De manière intéressante, la subjectivité du statisticien ne peut pas être totalement absente de notre procédure, comme pour le redressement classique. La modélisation donne en effet des résultats sensiblement différents suivant que l’on intègre ou non les données de vote passé sur les régionales 2015. Le statisticien théoricien dirait qu’il faut les intégrer : la variable de vote sur les régionales est très significative dans la modélisation. Mais le statisticien d’enquête, qui connaît la fragilité de la mémorisation, particulièrement sur un scrutin peu mobilisateur comme les régionales, peut avoir des doutes sur la robustesse des données collectées sur ce point particulier. Notre procédure étant expérimentale, il est difficile de trancher : seule la comparaison avec le résultat final permettra de savoir ce qu’il fallait faire.
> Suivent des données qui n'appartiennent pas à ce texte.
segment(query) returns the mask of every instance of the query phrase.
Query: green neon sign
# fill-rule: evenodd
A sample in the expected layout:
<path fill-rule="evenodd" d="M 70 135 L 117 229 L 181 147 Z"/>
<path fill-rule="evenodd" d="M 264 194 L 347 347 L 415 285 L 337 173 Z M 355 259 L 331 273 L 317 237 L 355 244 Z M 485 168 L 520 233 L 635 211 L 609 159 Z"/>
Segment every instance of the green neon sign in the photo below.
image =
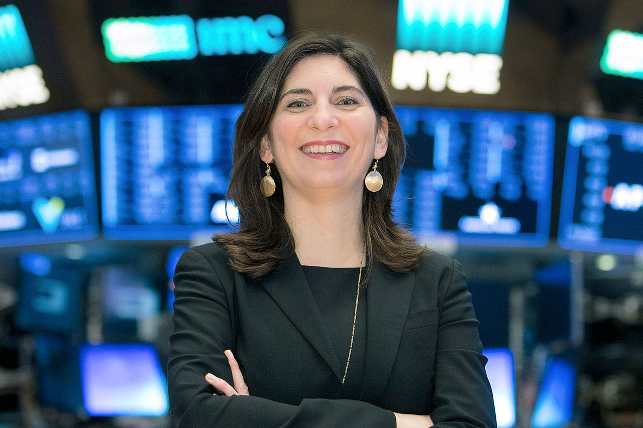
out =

Ma préférence personnelle va au modèle avec les régionales.
Le premier résultat intéressant de ce travail est une projection localisée, au niveau des départements et des régions, des résultats du sondage d’Opinionway. Vous trouverez ici une visualisation de ces résultats, réalisées grâce au logiciel Tableau.
Un second résultat important de la modélisation est bien sûr l’estimation nationale. L’avantage de notre procédure est de permettre une probabilisation des résultats : quel type de second tour a quelle probabilité de se produire.
– Dans une modélisation intégrant le vote aux régionales (scénario 1 de notre visualisation), la probabilité d’un second tour Marine Le Pen/Emmanuel Macron est de 67%. Vient ensuite un possible duel Marine Le Pen/François Fillon, à 32%. Le 1% restant étant un second tour Emmanuel Macron/François Fillon.
– Si on ne tient pas compte du vote aux régionales dans la modélisation (scénario 2), les choses sont différentes : 84% pour un second tour Emmanuel Macron/François Fillon, 14% Marine Le Pen/Emmanuel Macron et 2% Marine Le Pen/François Fillon.
Grande incertitude donc, ce que reflètent à vrai dire tous les sondages. En parallèle, nous avons commencé à appliquer la même procédure pour les législatives : on y reviendra prochainement dans ce blog.